Taken together, there is growing evidence on the efficacy of the visual read combined with quantitative information carried out in the currently established clinical context. At least in some situations, the visual read benefits from the consideration of quantitation. This is despite the overall effect size achievable for improved accuracy is limited, prompting the question on whether it is worth implementing a software tool for that purpose, particularly in cases of experienced readers. As an answer, one could argue that, to firmly establish a PET-based diagnosis, especially one with potential therapeutic consequences, it is always of advantage to have concordant visual and quantitative results. However, more work is required to investigate this feature for new, potentially emerging applications for amyloid imaging in earlier AD stages or for follow-up evaluation, as well as with regard to the question of whether tools that are capable of quantifying amyloid tracer uptake might in the future have the potential to replace visual analysis.

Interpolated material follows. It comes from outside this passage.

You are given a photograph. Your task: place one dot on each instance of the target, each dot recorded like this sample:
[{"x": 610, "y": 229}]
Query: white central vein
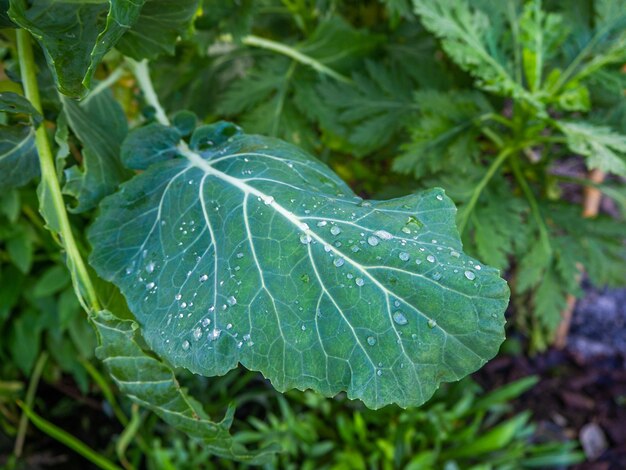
[{"x": 197, "y": 161}]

So what now? Should a visual/quantitative method be de rigueur for all clinical PET units? Further fieldwork would be of value in understanding the bottom-line benefits, ease of implementation/training and costs to the frontline clinical nuclear medicine facilities in assessing the broad range of patients with cognitive impairment or at risk of the same. Regardless, amyloid imaging is on a successful path to complementing the portfolio of nuclear brain imaging techniques that are straightforward to perform and that result in images that are straightforward to analyse in a clinical routine scenario, an important step towards full acceptancy by the payers and referring clinical partners, all to the benefit of our patients.